1Newcastle University, Newcastle, UK
Abstract
Alcohol is a carcinogen, increasing the risk of cancers of the oral cavity, pharynx, larynx, oesophagus, liver, colon, rectum, and female breast with dose response relationships varying from linear to exponential. Gram for gram, there is no evidence that risk is related to beverage type. Amongst 15-64 year old Europeans, 1 in 5 of all alcohol-related deaths are due to cancer; 8% of all male and 6% of all female cancer deaths are due to alcohol.
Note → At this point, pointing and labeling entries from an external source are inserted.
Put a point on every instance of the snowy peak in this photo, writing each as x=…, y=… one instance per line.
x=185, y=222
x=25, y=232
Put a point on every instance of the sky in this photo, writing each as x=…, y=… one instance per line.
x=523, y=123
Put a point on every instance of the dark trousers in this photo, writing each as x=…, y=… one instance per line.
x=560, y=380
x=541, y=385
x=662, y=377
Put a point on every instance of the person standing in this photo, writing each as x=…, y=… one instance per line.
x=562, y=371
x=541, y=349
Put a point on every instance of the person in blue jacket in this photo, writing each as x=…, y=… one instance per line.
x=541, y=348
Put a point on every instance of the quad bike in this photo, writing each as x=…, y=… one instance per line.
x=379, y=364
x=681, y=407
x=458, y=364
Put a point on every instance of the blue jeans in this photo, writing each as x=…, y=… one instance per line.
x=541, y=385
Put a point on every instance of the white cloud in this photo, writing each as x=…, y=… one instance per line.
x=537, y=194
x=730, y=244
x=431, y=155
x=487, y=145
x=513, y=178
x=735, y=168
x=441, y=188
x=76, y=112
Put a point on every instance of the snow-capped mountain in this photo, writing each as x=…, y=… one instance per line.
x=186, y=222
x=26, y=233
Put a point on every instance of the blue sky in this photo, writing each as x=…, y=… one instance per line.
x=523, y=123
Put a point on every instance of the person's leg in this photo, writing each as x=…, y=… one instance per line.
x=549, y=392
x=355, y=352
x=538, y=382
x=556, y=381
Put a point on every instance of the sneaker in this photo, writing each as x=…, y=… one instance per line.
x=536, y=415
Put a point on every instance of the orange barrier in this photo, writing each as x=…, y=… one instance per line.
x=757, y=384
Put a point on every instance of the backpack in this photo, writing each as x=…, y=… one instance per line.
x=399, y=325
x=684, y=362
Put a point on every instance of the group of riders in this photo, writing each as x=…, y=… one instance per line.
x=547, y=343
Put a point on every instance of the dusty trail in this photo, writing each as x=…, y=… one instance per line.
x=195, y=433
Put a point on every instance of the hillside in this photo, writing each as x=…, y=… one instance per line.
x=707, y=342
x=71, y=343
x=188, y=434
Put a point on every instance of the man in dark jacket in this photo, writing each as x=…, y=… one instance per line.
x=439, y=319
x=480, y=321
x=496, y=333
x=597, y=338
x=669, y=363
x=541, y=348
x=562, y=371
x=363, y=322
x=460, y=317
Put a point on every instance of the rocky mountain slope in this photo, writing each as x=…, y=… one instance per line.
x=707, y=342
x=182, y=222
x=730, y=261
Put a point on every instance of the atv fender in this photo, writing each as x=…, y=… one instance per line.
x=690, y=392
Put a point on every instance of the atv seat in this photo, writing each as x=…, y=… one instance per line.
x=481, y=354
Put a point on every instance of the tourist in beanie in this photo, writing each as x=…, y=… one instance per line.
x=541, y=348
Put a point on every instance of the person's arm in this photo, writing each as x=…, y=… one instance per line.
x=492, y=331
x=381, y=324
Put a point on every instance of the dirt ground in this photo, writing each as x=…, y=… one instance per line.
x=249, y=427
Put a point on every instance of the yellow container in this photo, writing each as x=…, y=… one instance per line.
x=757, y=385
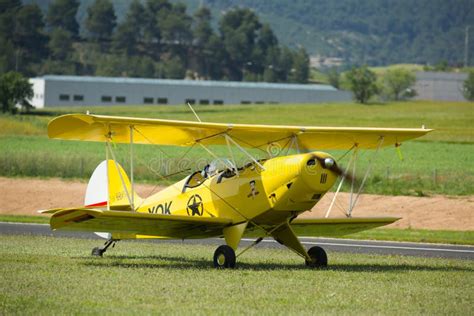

At 14 grams of alcohol per day, the margin of exposure (MOE, which measures the ratio of the benchmark dose (lowest dose which is 95% certain to cause no more than a 10% cancer incidence in animals) to exposure) is 3.1 and at 54 grams a day is 0.8. The European Food Standards Authority considers an MOE based on animal studies for low risk to public health to be 10,000. For a voluntarily consumed produce such as ethanol, this can be dropped to 1,000. For Europeans, this would mean a consumption of about 50 mg ethanol a day, compared with an average consumption of 30 grams a day. It is unrealistic for a 600-fold reduction in alcohol consumption by Europeans, but progress can be made in reducing exposure by reducing the alcohol concentration of beverages, by introducing a minimum price per gram of alcohol consumed, and by reducing heavy drinking through primary health care driven advice and treatment programmes. All beverages should include a warning label stating that alcohol causes cancer.